Promotionsprojekte
Ulrike Stern: „Reuters ,Kein Hüsung’: von der Handschrift zur digitalen Edition“ (Arbeitstitel)
Betreuung: Prof. Dr. Doreen Brandt, Universität Oldenburg
Kurzabstract
Der Schriftsteller Fritz Reuter gilt als umfassend erforscht. Die Forschungsliteratur zu einem seiner wichtigsten Werke, derVerserzählung „Kein Hüsung“ aus dem Jahr 1857, ist allerdings überschaubar. Dabei hat dieses Werk sowohl im Gesamtschaffen Reuters also auch in der hoch- und niederdeutschen Literatur des 19. Jahrhunderts eine Sonderstellung inne. Aber auch im 20. und 21. Jahrhundert bleibt das Drama um Jehann und Marik relevant, wie sich in u.a. in einer Übersetzung in englische Sprache von Richard Trost, einer DEFA-Verfilmung 1954 mit einem Drehbuch von Ehm Welk, mehreren Hörspiel- und Theaterfassungen und nicht zuletzt in der Aufnahme des Werkes in den Rahmenplan Niederdeutsch Mecklenburg-Vorpommern für die Sekundarstufe I und die gymnasiale Oberstufe zeigt.

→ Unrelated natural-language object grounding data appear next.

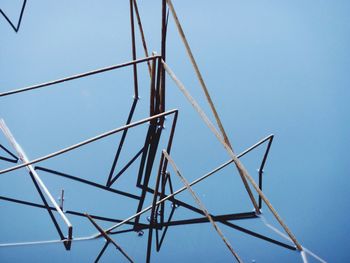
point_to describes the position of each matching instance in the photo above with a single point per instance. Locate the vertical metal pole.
(136, 91)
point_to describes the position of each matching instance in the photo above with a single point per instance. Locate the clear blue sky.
(271, 67)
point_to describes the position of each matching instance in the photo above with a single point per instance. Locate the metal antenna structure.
(155, 164)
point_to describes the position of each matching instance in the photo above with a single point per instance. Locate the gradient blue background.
(271, 67)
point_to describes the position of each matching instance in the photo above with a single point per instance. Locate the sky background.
(271, 67)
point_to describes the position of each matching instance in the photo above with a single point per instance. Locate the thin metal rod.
(23, 157)
(70, 212)
(243, 172)
(261, 168)
(241, 169)
(198, 73)
(102, 252)
(201, 205)
(133, 49)
(125, 167)
(198, 180)
(121, 143)
(81, 75)
(15, 158)
(108, 239)
(143, 38)
(98, 137)
(84, 181)
(15, 28)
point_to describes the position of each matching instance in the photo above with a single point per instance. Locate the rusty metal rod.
(88, 141)
(201, 205)
(243, 172)
(211, 126)
(108, 239)
(81, 75)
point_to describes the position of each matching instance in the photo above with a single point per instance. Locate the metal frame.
(147, 156)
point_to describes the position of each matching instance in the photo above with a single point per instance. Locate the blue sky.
(271, 67)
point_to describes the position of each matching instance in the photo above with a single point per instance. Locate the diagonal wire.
(243, 172)
(201, 205)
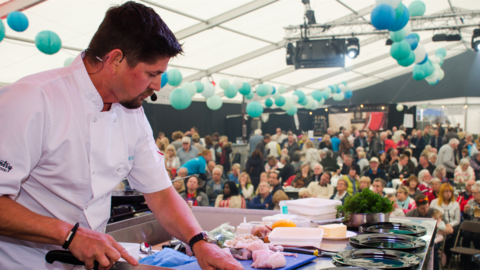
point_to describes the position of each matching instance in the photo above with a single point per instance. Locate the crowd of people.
(423, 168)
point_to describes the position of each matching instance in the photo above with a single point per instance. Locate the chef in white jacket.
(70, 135)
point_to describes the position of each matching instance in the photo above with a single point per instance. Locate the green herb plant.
(365, 202)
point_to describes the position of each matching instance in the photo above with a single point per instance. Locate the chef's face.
(138, 83)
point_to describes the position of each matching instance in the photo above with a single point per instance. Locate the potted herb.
(365, 207)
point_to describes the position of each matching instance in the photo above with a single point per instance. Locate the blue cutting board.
(292, 263)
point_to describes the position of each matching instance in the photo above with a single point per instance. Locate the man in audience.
(291, 145)
(378, 186)
(287, 171)
(193, 194)
(264, 199)
(374, 172)
(347, 163)
(341, 193)
(436, 140)
(254, 140)
(424, 164)
(465, 196)
(321, 189)
(215, 186)
(187, 152)
(446, 156)
(335, 140)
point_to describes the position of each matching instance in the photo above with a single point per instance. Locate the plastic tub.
(313, 206)
(297, 237)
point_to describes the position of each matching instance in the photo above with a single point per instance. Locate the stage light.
(353, 47)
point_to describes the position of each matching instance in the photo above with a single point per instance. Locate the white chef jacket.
(61, 157)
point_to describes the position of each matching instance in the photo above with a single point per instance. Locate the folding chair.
(469, 226)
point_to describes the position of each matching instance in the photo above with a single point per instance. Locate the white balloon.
(419, 53)
(392, 3)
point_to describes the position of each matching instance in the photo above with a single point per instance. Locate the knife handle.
(65, 256)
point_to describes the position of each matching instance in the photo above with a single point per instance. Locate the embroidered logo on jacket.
(5, 166)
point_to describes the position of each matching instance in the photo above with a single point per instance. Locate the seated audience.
(463, 172)
(280, 195)
(215, 186)
(466, 196)
(302, 178)
(233, 176)
(341, 193)
(425, 179)
(192, 194)
(230, 197)
(245, 186)
(303, 193)
(378, 186)
(397, 211)
(405, 202)
(287, 169)
(264, 199)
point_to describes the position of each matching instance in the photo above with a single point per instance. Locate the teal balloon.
(300, 95)
(441, 51)
(214, 102)
(407, 61)
(199, 86)
(417, 8)
(17, 21)
(174, 77)
(68, 61)
(230, 92)
(269, 102)
(292, 111)
(254, 109)
(398, 36)
(262, 90)
(400, 50)
(317, 95)
(383, 16)
(245, 89)
(48, 42)
(2, 30)
(180, 99)
(280, 101)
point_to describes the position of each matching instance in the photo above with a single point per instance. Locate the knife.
(67, 257)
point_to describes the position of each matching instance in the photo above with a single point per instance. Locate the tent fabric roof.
(246, 40)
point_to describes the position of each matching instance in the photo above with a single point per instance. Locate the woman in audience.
(311, 155)
(279, 195)
(363, 183)
(325, 143)
(272, 164)
(397, 212)
(405, 202)
(303, 177)
(233, 176)
(245, 187)
(230, 197)
(464, 172)
(450, 209)
(412, 186)
(254, 167)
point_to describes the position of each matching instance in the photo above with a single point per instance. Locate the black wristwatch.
(201, 236)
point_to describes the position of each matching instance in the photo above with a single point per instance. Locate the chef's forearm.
(173, 213)
(18, 222)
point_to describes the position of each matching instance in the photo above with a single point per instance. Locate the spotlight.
(353, 47)
(476, 40)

Bisher erschienene Schriften zu „Kein Hüsung“ nähern sich dem Werk vorrangig unter regional- oder kirchengeschichtlichen Gesichtspunkten oder im Hinblick auf Rezeption und Wirkung. Eine literaturwissenschaftliche Einordnung und umfassende Werkanalyse von „Kein Hüsung“ ist bisher ausgeblieben. Dieses Desiderat gilt es in der geplanten Dissertation zu füllen. Dabei kann auf die Kopie eines „Kein Hüsung“-Manuskriptes zurückgegriffen werden, das sich bis 2017 im Besitz der Fritz-Reuter-Altenheim-Gesellschaft in North Bergen, New Jersey (USA) befand. Der Verbleib des Originals ist derzeit unklar, nachdem das Fritz-Reuter-Altenheim 2017 an einen privaten Betreiber verkauft wurde.
Das Manuskript wurde bisher nur in drei Aufsätzen des amerikanischen Germanisten Heinz C. Christiansen beschrieben, die er im Umfeld von Reuters 100. Todestag 1974 und im Folgejahr veröffentlichte. Mit der geplanten Dissertation wird erstmalig eine umfassende Untersuchung der Handschrift vorgelegt werden. Dazu soll nach einer Transkription der Handschrift ein Vergleich mit der gedruckten Erstausgabe, erschienen 1857 bei Theodor Kunicke in Koch’s Verlagsbuchhandlung in Greifswald, und der zweiten, überarbeiteten Ausgabe (Hinstorff 1863) vorgenommen werden.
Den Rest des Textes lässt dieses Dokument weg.